A woman steps forward, she is suffering from bleeding and has had this issue for 12 years. Before the bleeding started, she probably would have had a good life and status. We read how she had spent all that she had on doctors trying to get well, yet still she suffered. 12
years since the illness begun, here she is, not only still suffering from this acute gynaecological issue, that would have probably been painful and exhausting but due to the laws she also finds herself ostracised, an outcast in her own town.

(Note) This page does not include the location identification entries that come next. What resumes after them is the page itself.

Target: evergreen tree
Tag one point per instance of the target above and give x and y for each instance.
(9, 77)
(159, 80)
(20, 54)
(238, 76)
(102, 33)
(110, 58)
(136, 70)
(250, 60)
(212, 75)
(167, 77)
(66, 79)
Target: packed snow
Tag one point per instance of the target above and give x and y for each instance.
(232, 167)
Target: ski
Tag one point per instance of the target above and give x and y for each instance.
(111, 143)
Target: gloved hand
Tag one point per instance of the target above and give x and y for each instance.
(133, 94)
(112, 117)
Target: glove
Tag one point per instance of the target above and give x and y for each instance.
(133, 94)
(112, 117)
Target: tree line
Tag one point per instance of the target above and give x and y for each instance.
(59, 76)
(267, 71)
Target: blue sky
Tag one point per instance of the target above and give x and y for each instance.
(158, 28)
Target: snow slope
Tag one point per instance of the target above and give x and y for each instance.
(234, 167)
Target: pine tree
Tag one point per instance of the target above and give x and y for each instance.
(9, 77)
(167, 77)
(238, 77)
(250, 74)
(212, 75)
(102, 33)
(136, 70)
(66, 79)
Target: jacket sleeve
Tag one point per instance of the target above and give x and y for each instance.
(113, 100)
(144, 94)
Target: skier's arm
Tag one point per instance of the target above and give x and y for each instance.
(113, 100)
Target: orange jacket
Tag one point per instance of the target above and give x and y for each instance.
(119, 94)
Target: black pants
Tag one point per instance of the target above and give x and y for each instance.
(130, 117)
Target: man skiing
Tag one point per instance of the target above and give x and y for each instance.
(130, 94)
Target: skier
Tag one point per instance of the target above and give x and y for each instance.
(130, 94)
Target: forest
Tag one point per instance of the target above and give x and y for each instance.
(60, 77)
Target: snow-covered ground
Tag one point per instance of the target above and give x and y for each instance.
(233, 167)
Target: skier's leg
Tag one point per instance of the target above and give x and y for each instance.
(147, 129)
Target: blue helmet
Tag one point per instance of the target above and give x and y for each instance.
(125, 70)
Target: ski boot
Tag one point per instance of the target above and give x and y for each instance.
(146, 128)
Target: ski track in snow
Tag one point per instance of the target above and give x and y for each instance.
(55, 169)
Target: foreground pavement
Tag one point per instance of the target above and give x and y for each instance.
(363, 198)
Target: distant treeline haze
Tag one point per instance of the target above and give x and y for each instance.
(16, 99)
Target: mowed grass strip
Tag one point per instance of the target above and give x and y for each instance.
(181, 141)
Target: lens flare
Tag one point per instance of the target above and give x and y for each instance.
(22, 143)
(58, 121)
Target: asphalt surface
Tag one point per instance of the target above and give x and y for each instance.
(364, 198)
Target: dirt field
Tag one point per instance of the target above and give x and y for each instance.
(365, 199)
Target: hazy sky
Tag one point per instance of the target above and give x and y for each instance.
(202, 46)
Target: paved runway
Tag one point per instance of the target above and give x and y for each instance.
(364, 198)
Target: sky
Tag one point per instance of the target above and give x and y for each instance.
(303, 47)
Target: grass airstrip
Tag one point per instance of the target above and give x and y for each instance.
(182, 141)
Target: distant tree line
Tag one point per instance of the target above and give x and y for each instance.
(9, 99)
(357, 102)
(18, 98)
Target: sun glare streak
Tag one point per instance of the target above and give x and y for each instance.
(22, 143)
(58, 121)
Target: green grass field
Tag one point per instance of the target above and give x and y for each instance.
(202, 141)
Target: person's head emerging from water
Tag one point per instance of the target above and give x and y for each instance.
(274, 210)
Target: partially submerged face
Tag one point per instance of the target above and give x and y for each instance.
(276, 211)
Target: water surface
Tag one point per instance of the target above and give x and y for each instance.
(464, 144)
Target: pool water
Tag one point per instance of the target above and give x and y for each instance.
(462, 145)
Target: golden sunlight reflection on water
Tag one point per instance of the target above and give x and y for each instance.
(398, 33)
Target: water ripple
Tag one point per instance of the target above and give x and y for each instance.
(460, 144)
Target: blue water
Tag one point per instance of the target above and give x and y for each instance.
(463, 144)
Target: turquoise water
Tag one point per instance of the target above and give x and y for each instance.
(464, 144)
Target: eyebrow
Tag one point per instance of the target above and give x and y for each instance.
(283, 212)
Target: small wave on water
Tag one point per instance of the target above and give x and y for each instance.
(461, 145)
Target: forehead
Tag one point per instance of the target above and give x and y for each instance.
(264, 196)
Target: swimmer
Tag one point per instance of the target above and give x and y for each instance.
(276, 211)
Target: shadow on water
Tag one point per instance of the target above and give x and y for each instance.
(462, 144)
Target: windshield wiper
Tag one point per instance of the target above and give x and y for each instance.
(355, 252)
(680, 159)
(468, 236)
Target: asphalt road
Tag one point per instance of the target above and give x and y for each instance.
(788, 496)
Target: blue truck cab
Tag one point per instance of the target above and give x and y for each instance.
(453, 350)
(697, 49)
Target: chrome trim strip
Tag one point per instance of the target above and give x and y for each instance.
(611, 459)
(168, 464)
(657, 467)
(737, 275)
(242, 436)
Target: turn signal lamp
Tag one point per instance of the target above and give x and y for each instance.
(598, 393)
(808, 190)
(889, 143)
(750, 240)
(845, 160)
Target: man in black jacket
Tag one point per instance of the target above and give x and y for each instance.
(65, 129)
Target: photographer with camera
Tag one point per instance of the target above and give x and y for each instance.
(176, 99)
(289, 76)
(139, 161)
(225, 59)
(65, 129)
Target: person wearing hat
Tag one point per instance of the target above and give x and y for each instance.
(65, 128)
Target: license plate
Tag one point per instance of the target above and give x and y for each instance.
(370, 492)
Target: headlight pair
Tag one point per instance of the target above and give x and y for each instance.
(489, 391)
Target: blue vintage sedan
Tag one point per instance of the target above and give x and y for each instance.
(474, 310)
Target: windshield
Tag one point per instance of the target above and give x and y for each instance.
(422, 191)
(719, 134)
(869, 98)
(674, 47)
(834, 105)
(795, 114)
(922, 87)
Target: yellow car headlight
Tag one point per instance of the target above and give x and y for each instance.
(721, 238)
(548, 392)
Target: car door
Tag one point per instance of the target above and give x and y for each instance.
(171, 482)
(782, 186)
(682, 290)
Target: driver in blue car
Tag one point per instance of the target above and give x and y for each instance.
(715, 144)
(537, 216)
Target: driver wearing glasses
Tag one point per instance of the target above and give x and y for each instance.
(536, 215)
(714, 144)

In Leviticus 15:19-33 we read about the laws around bleeding, when a woman was bleeding, they were deemed unclean, everything and everyone they touched would also be seen as unclean, during menstruation women had to hide away so as not to dirty others, with everything they touched needing to be cleaned. Once the bleeding finished, they had to wait 7 days before going back to their day to day lives. If the bleeding was like what this woman had, irregular and not normal menstruation on the rare occasion, if ever the bleeding stopped, she would have to wait 7 days, then on the 8 th day, she was required to take a pair of turtle doves or pigeons to the priest, he would use one as a sin offering and the other as a burnt offering to make atonement for this unclean discharge. It was believed that this awful suffering would have been brought on herself through sin. The requirement was for the bleeding to stop and to be able to afford the birds that were needed, and we have already heard how she had spent all that she had on doctors trying to get well – this atonement was not something that was accessible to her. Following those laws and the fact she had been bleeding for 12 years it is highly likely she lived alone and in isolation, shunned by those around her who she used to call her friends, on the occasions she ventured out she would have been required to shout UNCLEAN to warn people of her presence, I imagine people would have stopped looking at her or noticing her and instead would shuffle off to look after themselves whenever she was around.

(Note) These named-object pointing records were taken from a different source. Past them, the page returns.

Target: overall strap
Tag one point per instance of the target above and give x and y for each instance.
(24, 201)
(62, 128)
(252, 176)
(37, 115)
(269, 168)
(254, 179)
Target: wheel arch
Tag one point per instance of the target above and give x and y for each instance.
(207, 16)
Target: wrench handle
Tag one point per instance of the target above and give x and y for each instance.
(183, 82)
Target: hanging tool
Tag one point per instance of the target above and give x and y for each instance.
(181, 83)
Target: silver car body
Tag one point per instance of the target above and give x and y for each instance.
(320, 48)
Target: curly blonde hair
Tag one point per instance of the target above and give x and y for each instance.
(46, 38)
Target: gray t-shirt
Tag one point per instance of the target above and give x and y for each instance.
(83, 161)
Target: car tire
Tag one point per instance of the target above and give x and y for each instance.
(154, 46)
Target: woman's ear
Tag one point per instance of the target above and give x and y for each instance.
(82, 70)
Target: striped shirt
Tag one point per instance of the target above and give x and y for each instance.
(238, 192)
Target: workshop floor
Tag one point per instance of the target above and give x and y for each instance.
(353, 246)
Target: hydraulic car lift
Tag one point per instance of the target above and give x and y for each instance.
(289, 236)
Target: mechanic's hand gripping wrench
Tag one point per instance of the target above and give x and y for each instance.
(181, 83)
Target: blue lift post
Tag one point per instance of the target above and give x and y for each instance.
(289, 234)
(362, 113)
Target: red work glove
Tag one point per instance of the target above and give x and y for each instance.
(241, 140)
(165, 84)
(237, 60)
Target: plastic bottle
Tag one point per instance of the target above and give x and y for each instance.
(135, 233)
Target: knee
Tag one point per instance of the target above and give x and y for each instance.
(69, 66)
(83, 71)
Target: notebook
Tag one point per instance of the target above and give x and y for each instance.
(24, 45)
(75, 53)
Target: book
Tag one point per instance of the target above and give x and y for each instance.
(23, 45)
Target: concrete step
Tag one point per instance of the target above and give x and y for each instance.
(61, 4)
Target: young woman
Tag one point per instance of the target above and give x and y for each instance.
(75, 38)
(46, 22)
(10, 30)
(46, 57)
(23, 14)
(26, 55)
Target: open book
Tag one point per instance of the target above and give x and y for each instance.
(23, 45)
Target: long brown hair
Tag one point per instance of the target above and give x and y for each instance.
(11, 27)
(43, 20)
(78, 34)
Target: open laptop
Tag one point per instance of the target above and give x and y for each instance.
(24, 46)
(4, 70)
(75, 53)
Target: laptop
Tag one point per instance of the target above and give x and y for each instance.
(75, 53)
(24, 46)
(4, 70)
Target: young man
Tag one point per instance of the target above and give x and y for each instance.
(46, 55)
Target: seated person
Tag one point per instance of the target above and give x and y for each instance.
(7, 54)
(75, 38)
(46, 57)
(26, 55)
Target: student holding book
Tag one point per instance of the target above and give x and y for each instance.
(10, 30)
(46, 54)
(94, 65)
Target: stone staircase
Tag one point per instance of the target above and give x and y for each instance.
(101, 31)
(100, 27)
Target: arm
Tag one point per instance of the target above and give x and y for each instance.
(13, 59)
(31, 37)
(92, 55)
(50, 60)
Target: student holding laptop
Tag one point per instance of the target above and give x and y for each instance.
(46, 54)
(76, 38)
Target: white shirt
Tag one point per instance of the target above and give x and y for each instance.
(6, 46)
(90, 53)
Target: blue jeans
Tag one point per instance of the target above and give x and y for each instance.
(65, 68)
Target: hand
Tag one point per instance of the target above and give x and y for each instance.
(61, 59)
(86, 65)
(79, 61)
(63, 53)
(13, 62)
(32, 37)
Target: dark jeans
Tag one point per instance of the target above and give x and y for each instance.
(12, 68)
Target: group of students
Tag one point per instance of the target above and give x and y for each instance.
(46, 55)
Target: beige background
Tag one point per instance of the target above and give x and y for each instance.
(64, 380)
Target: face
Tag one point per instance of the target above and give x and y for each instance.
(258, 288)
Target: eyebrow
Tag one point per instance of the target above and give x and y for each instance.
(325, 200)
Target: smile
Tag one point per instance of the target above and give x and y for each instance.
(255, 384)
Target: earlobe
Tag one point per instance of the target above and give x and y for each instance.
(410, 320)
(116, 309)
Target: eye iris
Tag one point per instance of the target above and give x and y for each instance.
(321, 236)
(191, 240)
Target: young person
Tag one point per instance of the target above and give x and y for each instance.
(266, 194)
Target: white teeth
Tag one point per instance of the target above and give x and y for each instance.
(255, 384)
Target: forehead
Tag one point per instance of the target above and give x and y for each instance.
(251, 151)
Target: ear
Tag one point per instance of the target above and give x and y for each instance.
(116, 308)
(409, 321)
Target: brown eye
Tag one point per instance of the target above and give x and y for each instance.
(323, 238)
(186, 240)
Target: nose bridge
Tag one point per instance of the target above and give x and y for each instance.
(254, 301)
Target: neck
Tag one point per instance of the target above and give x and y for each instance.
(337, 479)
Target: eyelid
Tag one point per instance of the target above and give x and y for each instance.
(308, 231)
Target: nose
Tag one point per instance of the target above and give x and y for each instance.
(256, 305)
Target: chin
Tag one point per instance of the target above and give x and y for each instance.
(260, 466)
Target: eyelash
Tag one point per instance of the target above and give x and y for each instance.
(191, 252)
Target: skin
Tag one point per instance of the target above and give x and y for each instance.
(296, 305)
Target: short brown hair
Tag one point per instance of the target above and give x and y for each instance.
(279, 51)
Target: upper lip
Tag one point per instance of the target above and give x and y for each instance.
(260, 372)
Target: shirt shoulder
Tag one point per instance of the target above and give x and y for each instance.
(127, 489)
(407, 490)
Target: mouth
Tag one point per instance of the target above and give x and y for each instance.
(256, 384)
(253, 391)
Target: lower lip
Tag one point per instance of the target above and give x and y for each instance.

I wonder what all those people thought as this woman stepped forward, were they thinking about the cleaning rituals they would need to do, just because they were in the same place as she was, how they would be affected? Were they thinking about Jesus, did they think that he had noticed someone touching Him because of what the law meant He would now need to do? How about Jairus? Jesus was on His way to see his daughter, the last hope to save her and now this woman, someone he would have turned his back on and had shunned away from the temple where he led had got in the way. Did Jairus see his last hope slipping away knowing that Jesus would have to turn back, wash himself, his clothes and still be unclean until evening – in which case it would be too late, his child would be dead?
Jesus was on His way to fulfil a culturally appropriate request, healing a sick child yet when distraction comes along, an interruption by a woman, something that would be deemed an undesirable interaction Jesus stops and he sees her.

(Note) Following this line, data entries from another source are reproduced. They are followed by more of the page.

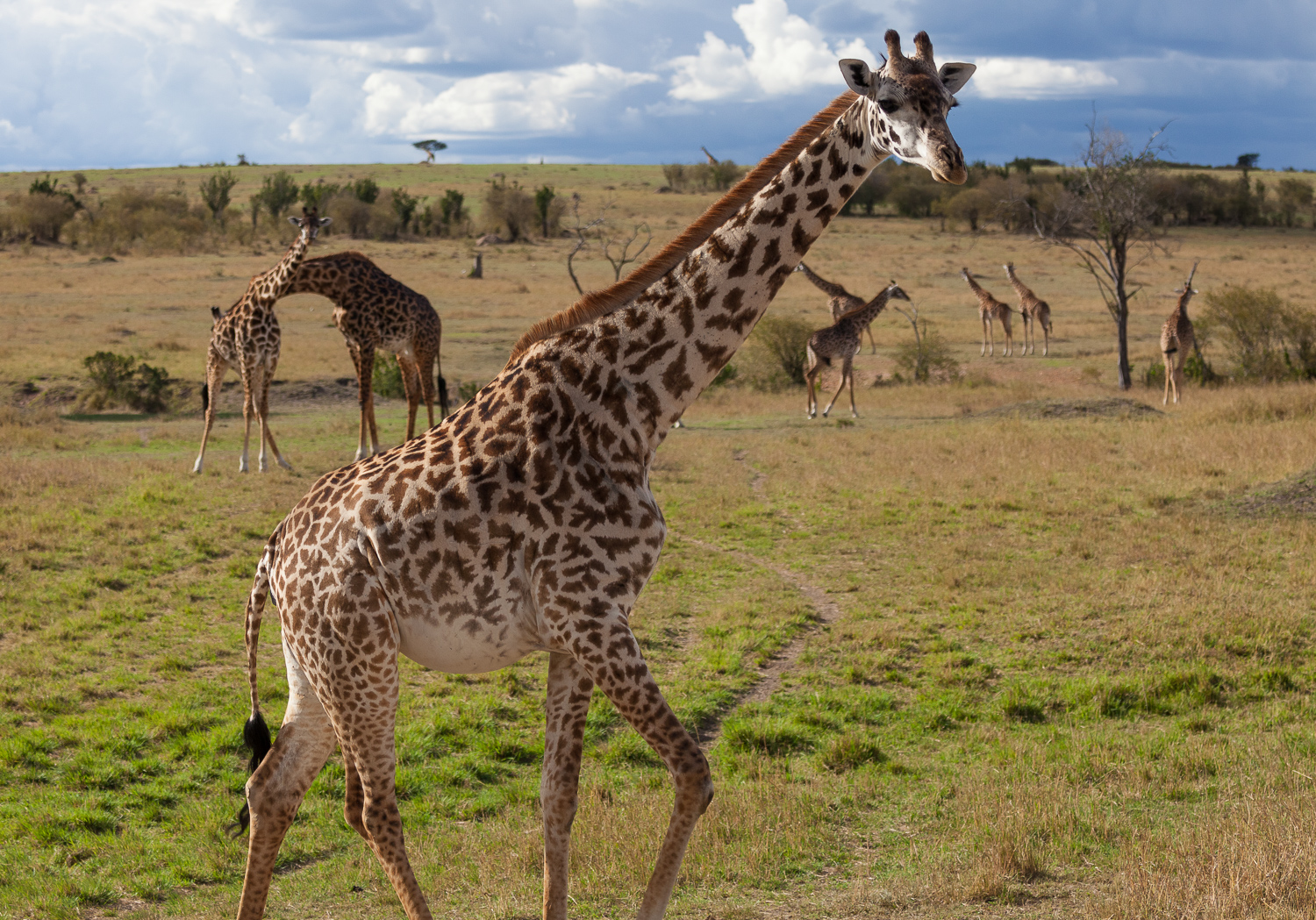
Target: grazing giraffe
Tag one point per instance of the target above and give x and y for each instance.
(526, 520)
(247, 337)
(1177, 339)
(840, 300)
(842, 339)
(990, 308)
(1032, 312)
(374, 310)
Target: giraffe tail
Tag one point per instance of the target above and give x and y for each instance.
(255, 733)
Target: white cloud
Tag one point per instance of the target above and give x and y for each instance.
(787, 55)
(1039, 78)
(508, 103)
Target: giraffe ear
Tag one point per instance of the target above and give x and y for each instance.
(955, 76)
(858, 76)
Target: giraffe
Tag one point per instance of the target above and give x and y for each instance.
(990, 308)
(842, 339)
(839, 300)
(526, 520)
(247, 337)
(374, 310)
(1032, 310)
(1177, 339)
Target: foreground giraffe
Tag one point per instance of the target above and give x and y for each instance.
(989, 310)
(840, 302)
(374, 310)
(247, 337)
(1177, 339)
(526, 520)
(842, 339)
(1032, 312)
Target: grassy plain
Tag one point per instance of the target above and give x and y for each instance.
(1066, 677)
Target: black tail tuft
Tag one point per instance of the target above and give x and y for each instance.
(255, 733)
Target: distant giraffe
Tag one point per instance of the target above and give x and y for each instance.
(990, 308)
(1177, 339)
(247, 337)
(840, 300)
(1032, 310)
(376, 312)
(841, 339)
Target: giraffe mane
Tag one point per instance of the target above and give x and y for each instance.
(600, 303)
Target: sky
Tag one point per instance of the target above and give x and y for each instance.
(113, 83)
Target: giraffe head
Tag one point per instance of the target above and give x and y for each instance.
(907, 105)
(310, 223)
(895, 291)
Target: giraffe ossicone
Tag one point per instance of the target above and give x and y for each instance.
(526, 522)
(247, 337)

As the woman steps forward she is trembling, I think this is quite understandable. She has
gone 12 years being shunned and not noticed, to suddenly being seen and is at the centre of what could turn out to be quite a scandal. The woman falls at the feet of Jesus, as she does so, she pours out her heart, tells Him her story and Jesus stands there, with the crowds watching on and He listens. Jesus sees a woman who is in despair, who has tried everything to help herself, yet the suffering continues. Some might say this woman acted selfishly, putting others at risk of breaking the law, coming between others and God, but Jesus sees her, he sees the bravery, courage and faith it took for her to reach out and touch Him, He does not just heal her physically he restores her spiritually and socially too, He calls her daughter. Jesus affirms her identity publicly, not an identity that is found in law, but an
identity that can only be found in trust, she was a woman of great faith, and he declares
that she brought her own healing into place, not through the money spent on doctors, or
through following the law, but through her trust in Him. He redefined her to who she really
was before God, she had known this in her own heart and had found the courage to move
into action and claim it, by reaching out and touching the cloak of this man, Jesus, the same
man who Jairus, a man of power had also knelt before.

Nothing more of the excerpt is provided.